Washington Post - Chris Mooney
For the first time since humans have been monitoring, atmospheric concentrations of carbon dioxide have 
exceeded 410 parts per million averaged
 across an entire month, a threshold that pushes the planet ever closer 
to warming beyond levels that scientists and the international community
 have deemed “safe.”
The reading from the Mauna 
Loa Observatory in Hawaii finds that concentrations of the 
climate-warming gas averaged above 410 parts per million throughout 
April. The first time readings crossed 410 at all occurred on April 18, 
2017, or just about a year ago.
|  | 
| Recent CO2 measurements at Mauna Loa Observatory in Hawaii. (Scripps Institution of Oceanography) | 
Carbon dioxide 
concentrations — whose “greenhouse gas effect” traps heat and drives 
climate change — were around 280 parts per million circa 1880, at the 
dawn of the industrial revolution. They’re now 46 percent higher.
As
 you can see in the famed “saw-toothed curve” graph above, more formally
 known as the Keeling Curve, concentrations have ticked upward in an 
unbroken progression for many decades. But they also go up and down on 
an annual cycle that’s controlled by the patterns and seasonality of 
plant growth around the planet.
The
 rate of growth is about 2.5 parts per million per year, said Ralph 
Keeling, who directs the CO2 program at the Scripps Institution of 
Oceanography, which monitors the readings. The rate has been increasing,
 with the decade of the 2010s rising faster than the 2000s.
“It’s
 another milestone in the upward increase in CO2 over time,” Keeling 
said of the newest measurements. “It puts us closer to some targets we 
don’t really want to get to, like getting over 450 or 500 ppm.

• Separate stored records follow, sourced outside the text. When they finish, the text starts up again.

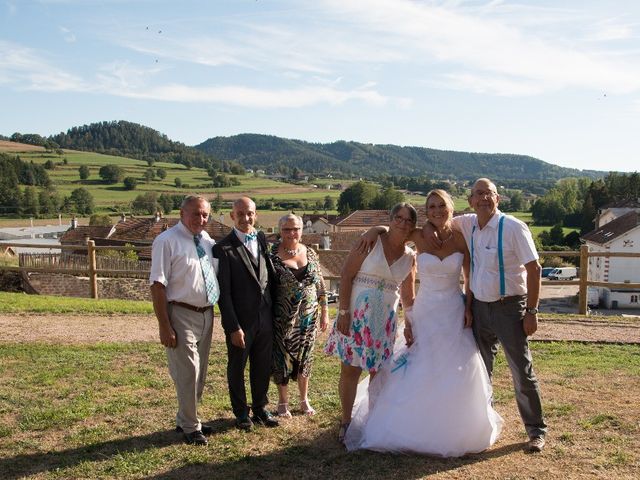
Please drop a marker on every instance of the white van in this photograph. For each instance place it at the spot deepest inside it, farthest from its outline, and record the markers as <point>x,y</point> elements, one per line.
<point>563,273</point>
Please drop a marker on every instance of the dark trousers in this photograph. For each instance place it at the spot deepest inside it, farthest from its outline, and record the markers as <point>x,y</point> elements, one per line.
<point>258,347</point>
<point>502,323</point>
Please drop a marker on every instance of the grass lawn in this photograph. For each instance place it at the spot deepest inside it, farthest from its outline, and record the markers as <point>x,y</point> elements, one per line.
<point>106,410</point>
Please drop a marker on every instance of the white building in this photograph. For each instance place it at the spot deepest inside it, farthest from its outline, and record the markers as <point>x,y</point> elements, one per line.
<point>618,230</point>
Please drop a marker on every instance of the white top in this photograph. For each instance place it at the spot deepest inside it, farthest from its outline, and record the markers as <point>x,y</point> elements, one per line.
<point>251,245</point>
<point>518,250</point>
<point>175,264</point>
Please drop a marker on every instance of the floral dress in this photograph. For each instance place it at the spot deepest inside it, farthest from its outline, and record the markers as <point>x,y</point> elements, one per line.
<point>297,307</point>
<point>374,300</point>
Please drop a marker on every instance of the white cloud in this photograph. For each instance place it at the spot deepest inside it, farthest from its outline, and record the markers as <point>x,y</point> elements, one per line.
<point>67,34</point>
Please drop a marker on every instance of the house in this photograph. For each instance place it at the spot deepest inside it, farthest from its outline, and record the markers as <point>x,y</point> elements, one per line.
<point>616,233</point>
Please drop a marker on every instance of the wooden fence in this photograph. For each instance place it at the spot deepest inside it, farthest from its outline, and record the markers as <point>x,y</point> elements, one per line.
<point>94,264</point>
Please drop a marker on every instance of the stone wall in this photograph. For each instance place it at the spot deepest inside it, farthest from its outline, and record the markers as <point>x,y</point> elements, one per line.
<point>74,286</point>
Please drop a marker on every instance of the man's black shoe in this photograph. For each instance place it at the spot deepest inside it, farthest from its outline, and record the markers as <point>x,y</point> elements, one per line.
<point>195,438</point>
<point>244,423</point>
<point>263,417</point>
<point>205,429</point>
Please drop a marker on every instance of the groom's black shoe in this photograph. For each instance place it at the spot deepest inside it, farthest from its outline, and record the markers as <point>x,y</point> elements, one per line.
<point>263,417</point>
<point>535,444</point>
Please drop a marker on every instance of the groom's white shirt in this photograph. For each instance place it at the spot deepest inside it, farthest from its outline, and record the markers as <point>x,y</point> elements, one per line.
<point>518,249</point>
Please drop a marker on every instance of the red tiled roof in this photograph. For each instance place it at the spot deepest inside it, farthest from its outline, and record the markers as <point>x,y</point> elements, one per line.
<point>615,228</point>
<point>76,236</point>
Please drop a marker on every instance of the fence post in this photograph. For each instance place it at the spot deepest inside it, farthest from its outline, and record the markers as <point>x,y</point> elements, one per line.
<point>584,276</point>
<point>93,277</point>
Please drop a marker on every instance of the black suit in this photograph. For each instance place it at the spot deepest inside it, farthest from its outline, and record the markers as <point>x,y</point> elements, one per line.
<point>245,302</point>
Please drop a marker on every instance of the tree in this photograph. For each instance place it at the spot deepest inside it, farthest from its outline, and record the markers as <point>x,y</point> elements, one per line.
<point>111,173</point>
<point>130,183</point>
<point>149,175</point>
<point>145,203</point>
<point>166,202</point>
<point>100,220</point>
<point>82,201</point>
<point>329,203</point>
<point>216,203</point>
<point>30,203</point>
<point>84,172</point>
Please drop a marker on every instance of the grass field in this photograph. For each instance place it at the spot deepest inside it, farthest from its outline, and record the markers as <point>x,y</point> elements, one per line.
<point>106,410</point>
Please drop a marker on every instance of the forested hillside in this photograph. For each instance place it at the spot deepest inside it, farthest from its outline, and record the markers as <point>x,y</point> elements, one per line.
<point>281,155</point>
<point>130,140</point>
<point>269,152</point>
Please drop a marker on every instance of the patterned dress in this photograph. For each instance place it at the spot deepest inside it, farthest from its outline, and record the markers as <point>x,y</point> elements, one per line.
<point>374,301</point>
<point>297,307</point>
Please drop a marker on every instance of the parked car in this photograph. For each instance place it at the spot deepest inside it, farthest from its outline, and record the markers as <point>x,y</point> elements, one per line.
<point>546,271</point>
<point>333,297</point>
<point>563,273</point>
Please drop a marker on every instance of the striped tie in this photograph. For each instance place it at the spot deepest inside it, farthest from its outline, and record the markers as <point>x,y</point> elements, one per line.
<point>210,281</point>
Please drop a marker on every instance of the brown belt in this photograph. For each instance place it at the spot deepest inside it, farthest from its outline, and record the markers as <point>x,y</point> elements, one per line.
<point>191,307</point>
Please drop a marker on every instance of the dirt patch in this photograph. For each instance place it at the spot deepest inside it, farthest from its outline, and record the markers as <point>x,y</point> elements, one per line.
<point>70,329</point>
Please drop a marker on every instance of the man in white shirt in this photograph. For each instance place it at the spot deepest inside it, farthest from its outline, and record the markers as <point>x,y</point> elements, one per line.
<point>184,289</point>
<point>505,283</point>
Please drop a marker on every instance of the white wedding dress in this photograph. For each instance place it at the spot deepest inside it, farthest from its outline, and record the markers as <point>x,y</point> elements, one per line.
<point>434,397</point>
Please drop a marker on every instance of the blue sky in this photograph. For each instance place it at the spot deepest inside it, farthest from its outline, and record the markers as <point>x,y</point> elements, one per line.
<point>558,80</point>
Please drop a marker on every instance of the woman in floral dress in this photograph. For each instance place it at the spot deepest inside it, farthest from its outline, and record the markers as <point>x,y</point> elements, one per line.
<point>371,285</point>
<point>300,304</point>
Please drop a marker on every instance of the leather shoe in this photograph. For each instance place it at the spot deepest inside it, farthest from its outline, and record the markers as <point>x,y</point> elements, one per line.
<point>195,438</point>
<point>205,429</point>
<point>244,423</point>
<point>263,417</point>
<point>535,444</point>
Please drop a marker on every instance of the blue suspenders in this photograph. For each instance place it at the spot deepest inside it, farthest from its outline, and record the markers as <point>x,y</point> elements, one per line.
<point>500,255</point>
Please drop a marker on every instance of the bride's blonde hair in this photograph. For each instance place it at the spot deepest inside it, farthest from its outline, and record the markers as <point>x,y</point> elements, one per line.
<point>444,196</point>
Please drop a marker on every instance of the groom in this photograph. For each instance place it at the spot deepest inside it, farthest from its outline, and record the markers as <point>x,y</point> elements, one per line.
<point>505,283</point>
<point>245,304</point>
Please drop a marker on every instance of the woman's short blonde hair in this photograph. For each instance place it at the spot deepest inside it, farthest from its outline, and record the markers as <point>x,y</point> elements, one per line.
<point>289,216</point>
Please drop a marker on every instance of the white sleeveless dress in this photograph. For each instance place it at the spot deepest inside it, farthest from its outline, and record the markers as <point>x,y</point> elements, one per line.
<point>434,397</point>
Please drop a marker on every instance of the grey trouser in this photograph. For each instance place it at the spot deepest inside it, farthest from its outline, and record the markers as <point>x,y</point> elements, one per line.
<point>502,322</point>
<point>188,362</point>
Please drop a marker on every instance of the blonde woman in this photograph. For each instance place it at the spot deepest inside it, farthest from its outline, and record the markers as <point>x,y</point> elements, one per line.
<point>434,396</point>
<point>300,308</point>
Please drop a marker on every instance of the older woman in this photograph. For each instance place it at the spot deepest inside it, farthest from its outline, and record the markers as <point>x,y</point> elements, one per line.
<point>300,301</point>
<point>371,285</point>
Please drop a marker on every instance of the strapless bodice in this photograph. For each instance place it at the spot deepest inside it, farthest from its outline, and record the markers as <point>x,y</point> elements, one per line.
<point>439,275</point>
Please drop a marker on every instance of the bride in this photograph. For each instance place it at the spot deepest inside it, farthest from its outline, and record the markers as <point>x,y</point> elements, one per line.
<point>434,396</point>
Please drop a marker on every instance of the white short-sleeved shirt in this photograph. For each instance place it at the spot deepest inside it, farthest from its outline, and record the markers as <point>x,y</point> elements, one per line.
<point>518,250</point>
<point>175,264</point>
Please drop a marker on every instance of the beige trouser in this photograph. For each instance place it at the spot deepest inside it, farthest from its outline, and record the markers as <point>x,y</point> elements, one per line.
<point>188,362</point>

That’s 
pretty much dangerous territory.”
“As a 
scientist, what concerns me the most is not that we have passed yet 
another round-number threshold but what this continued rise actually 
means: that we are continuing full speed ahead with an unprecedented 
experiment with our planet, the only home we have,” Katharine Hayhoe, a 
climate scientist at Texas Tech University, said in a statement on the 
milestone.
Planetary carbon dioxide levels have 
been this high or even higher in the planet’s history — but it has been a
 long time. And scientists are concerned that the rate of change now is 
far faster than what Earth has previously been used to.
In the 
mid-Pliocene warm period more
 than 3 million years ago, they were also around 400 parts per million —
 but Earth’s sea level is known to have been 66 feet or more higher, and
 the planet was still warmer than now.
As a 
recent federal climate science report (co-authored by Hahyoe) noted, the
 400 parts per million carbon dioxide level in the Pliocene “was 
sustained over long periods of time, whereas today the global CO
2 concentration
 is increasing rapidly.” In other words, Earth’s movement toward 
Pliocene-like conditions may play out in the decades and centuries ahead
 of us.
Even farther back, 
in the Miocene era
 between 14 million and 23 million years ago, carbon dioxide 
concentrations in the atmosphere are believed to have reached 500 parts 
per million. Antarctica lost tens of 
meters of ice then, probably corresponding to a sea level rise once again on the scale of that seen in the Pliocene.
Farther
 back still, at the Eocene-Oligocene boundary around 34 million years 
ago, Antarctica is believed to have had no ice at all, with atmospheric 
carbon dioxide concentrations of 750 parts per million.
These
 data points help show why it is that scientists believe that planetary 
temperatures, sea levels and carbon dioxide levels all tend to rise and 
fall together — and thus, why Earth is now headed back toward a period 
like the mid-Pliocene or even, perhaps, the Miocene, if current trends 
continue.
Keeling said that the planet, 
currently at 1 degree Celsius (1.8 degrees Fahrenheit) above 
preindustrial levels, is probably not yet committed to a warming of 1.5 
or 2 degrees Celsius, but it’s getting closer all the time — 
particularly for 1.5 C. “We don’t have a lot of headroom,” he said.
“It’s
 not going to be a sudden breakthrough, either,” Keeling continued. 
“We’re just moving further and further into dangerous territory.